A publication of the Kentucky Center for Public Service Journalism

Alltech announces it is closing its Winchester Algae facility, will work with the 20 employees on jobs

By Fred Petke
Kentucky Today

Alltech Algae notified city officials Friday morning it would close its Winchester facility.

Winchester Industrial Development Director Todd Denham said he was notified by the company this morning that  the closure would be “effective immediately.”


According to the company, the decision gives the company more flexibility.


“Our Alltech Algae facility in Winchester has served as a pilot plant for industry-changing innovations in animal nutrition that we plan to continue to drive forward,” the company said in a statement. “However, with our continued commitment to operational excellence and efficiency, we feel the need to move to a more flexible, less constrained production arrangement for algae. As such, we are ceasing production at the Alltech Algae facility in Winchester.”

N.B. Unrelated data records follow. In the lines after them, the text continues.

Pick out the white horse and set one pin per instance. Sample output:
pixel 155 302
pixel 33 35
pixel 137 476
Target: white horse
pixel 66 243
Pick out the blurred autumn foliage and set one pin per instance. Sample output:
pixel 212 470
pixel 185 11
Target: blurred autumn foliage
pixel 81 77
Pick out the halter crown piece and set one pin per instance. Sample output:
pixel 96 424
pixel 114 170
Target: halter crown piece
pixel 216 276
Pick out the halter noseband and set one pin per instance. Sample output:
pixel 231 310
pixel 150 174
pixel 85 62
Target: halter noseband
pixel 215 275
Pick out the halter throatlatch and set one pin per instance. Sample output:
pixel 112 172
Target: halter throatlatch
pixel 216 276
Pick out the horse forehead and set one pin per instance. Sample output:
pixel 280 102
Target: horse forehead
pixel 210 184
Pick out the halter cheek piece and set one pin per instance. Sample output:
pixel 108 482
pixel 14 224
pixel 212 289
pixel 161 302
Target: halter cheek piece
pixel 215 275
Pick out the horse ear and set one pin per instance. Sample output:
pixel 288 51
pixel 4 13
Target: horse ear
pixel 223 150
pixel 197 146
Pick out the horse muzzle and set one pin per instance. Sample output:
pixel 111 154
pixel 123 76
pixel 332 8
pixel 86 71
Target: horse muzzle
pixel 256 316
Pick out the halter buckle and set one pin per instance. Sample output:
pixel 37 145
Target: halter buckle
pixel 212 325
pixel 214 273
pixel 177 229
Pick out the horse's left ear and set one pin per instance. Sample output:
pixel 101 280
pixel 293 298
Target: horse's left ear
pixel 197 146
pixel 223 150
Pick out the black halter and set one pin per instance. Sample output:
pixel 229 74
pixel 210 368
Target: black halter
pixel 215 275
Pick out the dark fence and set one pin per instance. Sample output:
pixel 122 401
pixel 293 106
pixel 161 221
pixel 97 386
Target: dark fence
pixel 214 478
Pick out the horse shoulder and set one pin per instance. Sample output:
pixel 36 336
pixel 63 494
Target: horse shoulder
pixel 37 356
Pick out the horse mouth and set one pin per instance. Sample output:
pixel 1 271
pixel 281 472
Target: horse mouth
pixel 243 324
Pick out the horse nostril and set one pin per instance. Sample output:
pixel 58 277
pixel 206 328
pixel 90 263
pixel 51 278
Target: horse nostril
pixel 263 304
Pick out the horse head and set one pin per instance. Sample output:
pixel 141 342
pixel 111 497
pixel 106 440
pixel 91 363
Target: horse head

The company said it would work with the 20 employees at Winchester to find other employment within the company or outside.

Alltech’s Algae Research and Production Facility in Winchester, Kentucky


“They are highly skilled individuals, and we have deeply appreciated their service with us,” the company said.


Winchester Mayor Ed Burtner and Denham said they met with company officials about a year ago and was told Alltech was scaling its operations back at the facility.


“It is not totally unexpected but it is disappointing,” Burtner said. “I’m not sure what prompted all this.”


“They explained they had to cut back and were looking to the future about plans for the facility,” Denham said.


Alltech, a biotechnology company, purchased the facility in September 2010 from Martek Bioscience, which specialized in algae fermentation. Martek decided to move its production to South Carolina.


Alltech officially opened in April 2011 and continued fermenting algae for aquaculture and for use in animal feed.


When Alltech officially opened in Winchester, company officials said they planned to employ 50 people and produce 10,000 tons of dried algae annually.


Denham said the building has been occupied since it was originally built and is hopeful it will be again.


“We do feel for the employees,” Denham said. “We will continue to work to recruit other industries. Hopefully they can find meaningful employment.”


“It’s another facility we’ll be able to market,” Burtner said. “We’ll do everything in our power to get another industry in there.”